Juvia sciolse il fiocco. Quelle parole avevano stuzzicato la sua curiosità, ma era perfettamente conscia che avrebbe amato quel regalo a prescindere dal contenuto, visto da chi veniva. Con questo in mente, aprì il pacco, prelevandone qualcosa di morbido. La risata argentina che seguì quell’atto così semplice spiazzò Gray, poteva leggerglielo negli occhi – non riuscì a fermarsi.

Il regalo era un maglione blu, decorato con tre fiocchi di neve e la scritta “I glove you” al centro.

«Non ti immaginavo così amante dei giochi di parole» disse Gray dopo un po’.

Juvia provò a ricomporsi, ma il sorriso non gliel’avrebbe tolto nessuno ormai. Non era stata la battuta a scatenare la sua risata, ma preferì tenere per sé quest’informazione.

«È adorabile» affermò gioiosa. La verità era che il maglione di Gray era la prima cosa che aveva notato del ragazzo, quella sera, e in un certo senso ciò che l’aveva guidata da lui. In più, se pure non erano esattamente abbinati, indossare quel maglione li avrebbe in qualche modo collegati, almeno per lei. «Grazie. Grazie di cuore» concluse, stringendo a sé l’indumento.

Gray portò una mano dietro la testa, visibilmente in imbarazzo. «Non è niente di che», si schermì. «Sei un po’ strana, sai?»

Juvia avvampò.

«Non è un male, sei solo… un po’ imprevedibile, ecco» si affrettò ad aggiungere, forse resosi conto del potenziale negativo delle sue parole. Ma Juvia non ne era rimasta ferita. Gli sorrise timidamente, ancora rossissima.

Rimasero così in silenzio per un po’, per quanto silenzio possa esserci in una sala piena di gente che mangia, ride e scherza. Juvia voleva dire qualcosa, anche solo per eclissarsi, ma il suo cervello si rifiutava di collaborare.

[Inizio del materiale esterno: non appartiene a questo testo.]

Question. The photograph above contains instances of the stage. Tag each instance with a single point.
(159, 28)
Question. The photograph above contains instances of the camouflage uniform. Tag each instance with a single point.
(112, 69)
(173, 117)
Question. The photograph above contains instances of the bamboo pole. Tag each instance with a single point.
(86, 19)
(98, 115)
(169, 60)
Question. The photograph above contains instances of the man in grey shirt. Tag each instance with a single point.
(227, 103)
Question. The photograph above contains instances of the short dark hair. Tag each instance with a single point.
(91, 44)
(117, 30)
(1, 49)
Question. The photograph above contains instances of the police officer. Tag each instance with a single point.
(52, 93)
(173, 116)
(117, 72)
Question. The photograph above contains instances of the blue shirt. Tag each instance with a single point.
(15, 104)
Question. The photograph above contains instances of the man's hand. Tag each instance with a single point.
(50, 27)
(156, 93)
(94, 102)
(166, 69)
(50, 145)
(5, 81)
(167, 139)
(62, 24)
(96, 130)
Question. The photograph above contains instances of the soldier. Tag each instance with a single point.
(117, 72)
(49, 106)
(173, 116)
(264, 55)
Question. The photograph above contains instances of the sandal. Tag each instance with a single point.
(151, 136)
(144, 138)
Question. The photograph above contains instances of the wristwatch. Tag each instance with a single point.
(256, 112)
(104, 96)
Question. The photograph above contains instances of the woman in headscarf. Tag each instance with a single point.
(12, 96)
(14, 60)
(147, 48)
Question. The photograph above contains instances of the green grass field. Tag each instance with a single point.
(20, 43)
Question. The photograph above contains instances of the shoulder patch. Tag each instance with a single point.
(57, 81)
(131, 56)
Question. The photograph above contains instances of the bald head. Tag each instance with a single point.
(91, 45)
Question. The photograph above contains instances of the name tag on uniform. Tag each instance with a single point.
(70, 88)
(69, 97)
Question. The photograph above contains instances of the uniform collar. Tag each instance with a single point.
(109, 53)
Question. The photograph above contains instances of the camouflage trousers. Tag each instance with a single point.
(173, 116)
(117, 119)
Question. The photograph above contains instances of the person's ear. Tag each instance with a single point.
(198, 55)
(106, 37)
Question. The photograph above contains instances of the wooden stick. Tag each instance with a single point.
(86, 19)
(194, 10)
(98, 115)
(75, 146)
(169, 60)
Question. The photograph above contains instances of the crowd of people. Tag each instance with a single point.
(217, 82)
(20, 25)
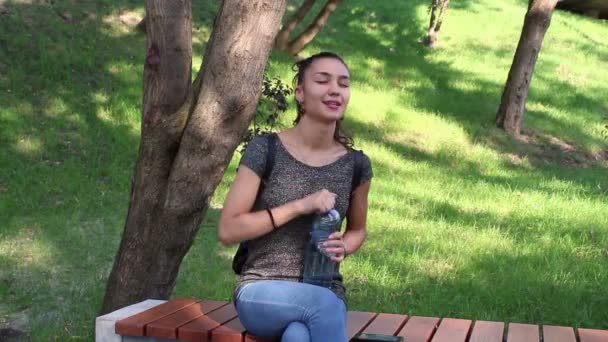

A spezzare l’incanto pensò infine Gray. «Fa caldo», asserì. «Ti va di uscire un po’?»

Lei fece cenno di sì, stupita ma felice. Si avviarono verso la porta, ma prima di varcarla Juvia si tolse la giacca, appendendola all’ingresso. Il ragazzo la guardò dubbioso. «Ti spogli prima di uscire?» domandò, studiando la sua maglia – relativamente leggera – con un sopracciglio inarcato.

Juvia rispose indossando il maglione appena ricevuto. «Questo mi scalderà» spiegò, assolutamente convinta. Dubitava che ci fosse qualcosa in grado di farle provare freddo, in quel momento.

Gray rise. «Perfetto, allora» commentò aprendo la porta.

 

Parlarono fino all’alba su una panchina poco lontana dalla baita. Nessuno dei due mostrò di avere sonno.

Verso le cinque, Juvia fu colta dal primo brivido di freddo; Gray rimediò passandole, impacciato, un braccio attorno alle spalle. Le chiese se volesse rientrare.

«No!» esclamò lei di corsa, quasi spaventata dall’eventualità. Sorrise imbarazzata e si rannicchiò ulteriormente accanto al ragazzo. «Se possiamo restare così, starò bene» chiarì convinta.

Gray esitò, ma poi annuì e la strinse a sé. Scaldata dal suo abbraccio Juvia scivolò nel mondo dei sogni, presto seguita da lui; un mondo innevato che somigliava molto alla loro realtà.